Robespierre was in a box [an observer who was also in the audience that night recorded]. Danton was in the front stalls. When the words ‘Death to the tyrant!’ were declaimed on the stage [the play being performed was the tragedy, Epicharis and Nero] Danton’s friends burst into wild applause and standing up they turned towards Robespierre and shook their fists at him. Robespierre, pale and nervous, pushed his little clerk’s face forward and then pulled it back in the way a snake reacts. He waved his little hand in a gesture indicative of both fright and menace.
The decision to arrest Danton was taken at a joint meeting of the Committees of Public Safety and General Security on the night of 30 March after Robespierrists had been nominated to all the important posts in the Commune which had been vacated by the defeated Hébertists. Saint-Just, Robespierre’s pale, handsome, cold-blooded disciple, the ‘Angel of Death’–upon whose lucid brain and incisive pen his master had come to depend in times like these – produced a document denouncing Danton which he intended to read out in the Convention the next morning. It was objected that this was too risky a procedure, Danton being still so popular a character in the Convention, and that he and the other leading Indulgents would have to be arrested first, whereupon Saint-Just, displaying some emotion for once, petulantly tossed his hat into the fire. Robespierre agreed with Saint-Just that Danton ought to be denounced in the Convention before his arrest, but he did not press the point after Vadier said, ‘Y
ou can run the danger of being guillotined if you like, but I’m not going to.’
The warrant for Danton’s arrest was placed on the table and, one after the other, those present at the meeting took up a pen to sign it. Only two of them refused, Ruhl, an Alsatian who protested that he could not betray an old friendship, and Robert Lindet, the Committee of Public Safety’s hard-working administrator of food supplies, who bluntly said that his job was to ‘feed citizens not put patriots to death’. Carnot afterwards claimed that he warned his colleagues, ‘We must consider the consequences well before we do this. A head like Danton’s will drag down many others after it.’ But he signed the paper with the rest. And so, in the early hours of the following morning, warrants were issued for the arrest of Danton together with several of his associates and some foreigners whose financial crimes would conveniently serve to muddy the issues and discredit the political prisoners.
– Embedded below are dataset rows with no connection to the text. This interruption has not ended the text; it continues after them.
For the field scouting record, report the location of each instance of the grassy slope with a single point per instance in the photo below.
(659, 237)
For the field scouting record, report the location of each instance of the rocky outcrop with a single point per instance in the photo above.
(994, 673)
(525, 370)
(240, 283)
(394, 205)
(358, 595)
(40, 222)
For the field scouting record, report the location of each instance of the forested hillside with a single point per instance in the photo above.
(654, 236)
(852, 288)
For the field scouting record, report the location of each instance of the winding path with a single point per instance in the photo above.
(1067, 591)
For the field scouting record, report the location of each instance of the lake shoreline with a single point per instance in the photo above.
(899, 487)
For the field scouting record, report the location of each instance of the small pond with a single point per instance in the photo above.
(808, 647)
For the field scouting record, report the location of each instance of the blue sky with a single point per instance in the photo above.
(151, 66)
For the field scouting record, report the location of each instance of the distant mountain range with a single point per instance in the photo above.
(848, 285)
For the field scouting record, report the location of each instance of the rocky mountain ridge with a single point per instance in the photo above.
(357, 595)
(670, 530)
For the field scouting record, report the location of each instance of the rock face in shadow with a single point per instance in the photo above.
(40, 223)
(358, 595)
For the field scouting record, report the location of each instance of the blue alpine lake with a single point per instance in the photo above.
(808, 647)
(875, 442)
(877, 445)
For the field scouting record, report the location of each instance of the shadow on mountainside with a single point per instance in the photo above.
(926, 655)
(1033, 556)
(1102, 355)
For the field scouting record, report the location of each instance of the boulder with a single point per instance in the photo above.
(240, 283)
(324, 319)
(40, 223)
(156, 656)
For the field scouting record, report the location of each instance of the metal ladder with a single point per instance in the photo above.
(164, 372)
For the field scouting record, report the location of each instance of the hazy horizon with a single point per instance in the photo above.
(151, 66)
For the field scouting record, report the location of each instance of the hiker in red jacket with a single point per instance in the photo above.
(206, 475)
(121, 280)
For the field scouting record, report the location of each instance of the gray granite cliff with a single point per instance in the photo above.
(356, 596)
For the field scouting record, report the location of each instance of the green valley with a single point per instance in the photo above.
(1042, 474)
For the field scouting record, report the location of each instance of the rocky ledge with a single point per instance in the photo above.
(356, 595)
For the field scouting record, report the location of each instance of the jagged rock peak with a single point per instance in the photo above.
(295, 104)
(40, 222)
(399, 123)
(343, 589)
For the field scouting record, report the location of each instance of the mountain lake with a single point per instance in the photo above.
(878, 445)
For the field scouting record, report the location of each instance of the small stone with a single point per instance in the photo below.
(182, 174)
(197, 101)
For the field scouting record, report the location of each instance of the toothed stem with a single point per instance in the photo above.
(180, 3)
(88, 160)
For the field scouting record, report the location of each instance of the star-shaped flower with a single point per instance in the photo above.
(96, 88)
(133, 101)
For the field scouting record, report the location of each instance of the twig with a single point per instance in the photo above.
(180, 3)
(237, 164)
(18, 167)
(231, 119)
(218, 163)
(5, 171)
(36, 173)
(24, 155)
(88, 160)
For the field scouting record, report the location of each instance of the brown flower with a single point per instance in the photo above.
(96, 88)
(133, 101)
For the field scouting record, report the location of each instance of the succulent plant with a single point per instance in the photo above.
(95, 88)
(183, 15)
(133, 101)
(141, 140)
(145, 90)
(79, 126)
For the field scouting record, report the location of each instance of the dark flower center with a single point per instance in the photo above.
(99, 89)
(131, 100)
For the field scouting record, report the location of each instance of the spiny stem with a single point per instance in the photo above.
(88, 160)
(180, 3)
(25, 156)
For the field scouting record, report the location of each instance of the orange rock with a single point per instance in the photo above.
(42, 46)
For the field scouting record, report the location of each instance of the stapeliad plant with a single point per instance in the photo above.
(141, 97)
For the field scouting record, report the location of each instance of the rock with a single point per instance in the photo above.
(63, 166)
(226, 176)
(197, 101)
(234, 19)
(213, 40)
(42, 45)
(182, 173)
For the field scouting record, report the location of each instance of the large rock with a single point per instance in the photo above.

Warned of his impending arrest, Danton had sat up all night by the fire in his study on the first floor of his house in the Cour du Commerce. He had rejected all suggestions that he should try to escape abroad. ‘A man,’ he said, ‘cannot carry his country away with him on the soles of his shoes.’ Nor would he consider fighting back at his accusers: that would ‘only mean the shedding of more blood’ and there had been ‘far too much blood shed already’. He would ’rather be guillotined than guillotine’. Besides, he was ‘sick of men’, and had not himself been guiltless. ‘It was at this time of year,’ he lamented, ‘that I had the Revolutionary Tribunal set up. I pray to God and men to forgive me for it.’
So, when he heard the sounds of the patrol in the cobbled street outside he stood up with weary resignation and went to put his arms round his wife who was weeping helplessly. ‘They are coming to arrest me,’ he told her. ‘Don’t be frightened.’ He walked down into the street and was taken up the hill to the prison of the Luxembourg.